5 FAQs on Digital Branding Trends
What are the most essential technologies to include in our digital marketing stack?
Focus first on critical platforms enabling automation (email nurturing, lead scoring), unified customer views/profiles (through a CDP), and centralised experience management (DxP solutions). Strong analytics capabilities are also vital for optimising efforts. With these foundations secured, you can flexibly add capabilities to support new strategies.
What social platforms should we prioritise?
While major platforms like Facebook, Instagram and Twitter remain staples, also consider emerging spaces popular with your target audience, like TikTok, Snapchat or Clubhouse. Conduct audience research to identify key gathering spots that provide messaging and engagement opportunities.
How much of the budget should go toward paid media vs organic content?
Generally, 60/40 is a solid paid media to organic content split, but this varies by company size, industry and goals. Track both channels diligently and shift budgets to better-performing areas over time. Big-budget companies will skew more toward paid, while smaller brands centre around organic.

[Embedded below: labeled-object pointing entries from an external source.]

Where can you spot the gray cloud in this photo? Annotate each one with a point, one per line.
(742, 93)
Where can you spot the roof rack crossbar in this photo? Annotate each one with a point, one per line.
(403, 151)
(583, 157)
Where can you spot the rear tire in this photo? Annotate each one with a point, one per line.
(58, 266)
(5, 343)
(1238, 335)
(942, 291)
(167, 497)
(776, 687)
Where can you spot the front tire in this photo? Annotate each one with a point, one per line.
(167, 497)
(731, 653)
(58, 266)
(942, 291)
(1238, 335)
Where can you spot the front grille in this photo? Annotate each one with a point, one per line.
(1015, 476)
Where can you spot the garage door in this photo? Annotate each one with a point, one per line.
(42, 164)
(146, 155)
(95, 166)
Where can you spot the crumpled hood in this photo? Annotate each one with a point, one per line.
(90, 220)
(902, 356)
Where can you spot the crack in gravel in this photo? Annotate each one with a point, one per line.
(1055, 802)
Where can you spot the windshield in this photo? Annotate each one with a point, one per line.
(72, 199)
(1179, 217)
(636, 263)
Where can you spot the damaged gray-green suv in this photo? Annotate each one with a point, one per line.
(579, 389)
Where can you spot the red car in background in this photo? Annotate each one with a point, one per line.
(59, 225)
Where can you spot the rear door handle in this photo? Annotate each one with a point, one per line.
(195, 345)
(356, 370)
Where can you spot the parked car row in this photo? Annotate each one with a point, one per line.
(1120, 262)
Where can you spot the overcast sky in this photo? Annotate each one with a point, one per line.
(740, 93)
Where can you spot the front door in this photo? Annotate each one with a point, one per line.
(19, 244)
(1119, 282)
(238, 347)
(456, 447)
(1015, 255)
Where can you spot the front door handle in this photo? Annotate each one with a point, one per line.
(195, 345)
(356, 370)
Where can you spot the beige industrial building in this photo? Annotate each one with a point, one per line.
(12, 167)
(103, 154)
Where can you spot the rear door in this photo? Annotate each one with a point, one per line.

Who should we involve on our digital branding team?
Key players are marketing executives setting strategy, content teams creating assets and campaigns, designers focused on visual branding, web/mobile developers managing sites, and analysts interpreting performance and trends. Additionally, draw subject matter experts based on initiatives, i.e. social media managers, thought leadership leads and email specialists.
What risks come with investing more in digital branding?
Digital branding costs tend to scale rapidly. Ensure you have accurate attribution modelling and ROI calculations before aggressively ramping budgets. Monitoring efficiency metrics like cost per lead/customer also safeguards against overspending while capping volume, reach, and engagement dramatically cuts into results. Maintain budgets responsibly.